How is it possible that ATSDR has operated like this for so long? Some answers come from a symposium hosted by ATSDR in 2012 on the Future of Science at ATSDR2:

“In conducting its core work of assessing health risks at contaminated sites, ATSDR has faced a large workload with limited authority and resources to collect needed data. Moreover, concerned communities have voiced legitimate public health questions that ATSDR could not answer fully with existing scientific tools and knowledge.

This meeting documented many scientific limitations and challenges facing the agency. ATSDR’s Board of Scientific Counselors hired a consultant who reviewed the agency’s scientific work and came to these conclusions and observations:

  • An alarming gap persists between public expectations and the limited tools available to scientists to assess the public health effects of hazardous waste sites and uncontrolled releases. This gap is due, in part, to the inherently complex and uncertain relationship between diseases and chemicals emanating from hazardous waste sites and uncontrolled releases. Many substances commonly found at hazardous waste sites and in uncontrolled releases may also emanate from other sources and are routinely detected at low levels in air, water, food, consumer products, or other media. No field-based methods are readily available for measuring the portion of a particular ambient exposure or internal dose that is attributable to a specific hazardous waste site or uncontrolled release.
  • In the absence of scientific methods for assessing the unique contribution of releases from hazardous waste sites and uncontrolled exposures to disease, ATSDR scientists rely upon surrogate methods and designs (e.g., comparing exposures to disease rates in communities with a hazardous waste site with “background” levels). Such approaches, although squarely within the mainstream of environmental science, typically are not robust enough to detect adverse health effects caused by site-specific exposures to toxic chemicals.
  • EPA and ATSDR scientists calculate theoretical risk estimates based on a host of assumptions about contaminant concentrations, exposure duration, characteristics of the exposed population, acute and long-term health risks and other factors.
  • ATSDR relies predominately on environmental data collected by other agencies (primarily EPA and state agencies) for its health assessments. Such data often are not adequate or appropriate for addressing specific questions about current exposures and pathways.

Without good tools to evaluate the impact of chemical exposures on people, ATSDR, EPA and other government agencies will continue to struggle to address pollution and contamination in communities. It’s time to recognize and to acknowledge that scientists know very little about how exposures to toxic chemicals, especially to low level mixtures, lead to adverse health outcomes.

Instead of trying to link cause and effect (the agencies default approach), which is virtually impossible to achieve because of the inherently complex and uncertain relationship between disease and chemical exposure and the limited tools to evaluate health effects, isn’t it time to consider whether there’s enough information and evidence about exposure and adverse health problems in a community to take action to protect people exposed to toxic chemicals?

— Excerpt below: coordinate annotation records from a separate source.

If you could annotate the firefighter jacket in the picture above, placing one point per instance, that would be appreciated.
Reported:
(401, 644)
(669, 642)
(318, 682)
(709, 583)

Until there is a change in how government approaches health problems in a community, you can expect ATSDR to continue to investigate health problems in communities using the same approach that’s reflected in the Reuters article.


(1)  – CHEJ, Assessing Health Problems in Communities, S, Lester, Updated Jan 2010; CHEJ,  ATSDR: Don’t Ask… Don’t tell… Don’t Pursue, S. Lester, 1994 (available from CHEJ).

(2) ATSDR: The Basics, The Future of Science at ATSDR: A Symposium, Atlanta, GA, April 11-12, 2012 (available from CHEJ).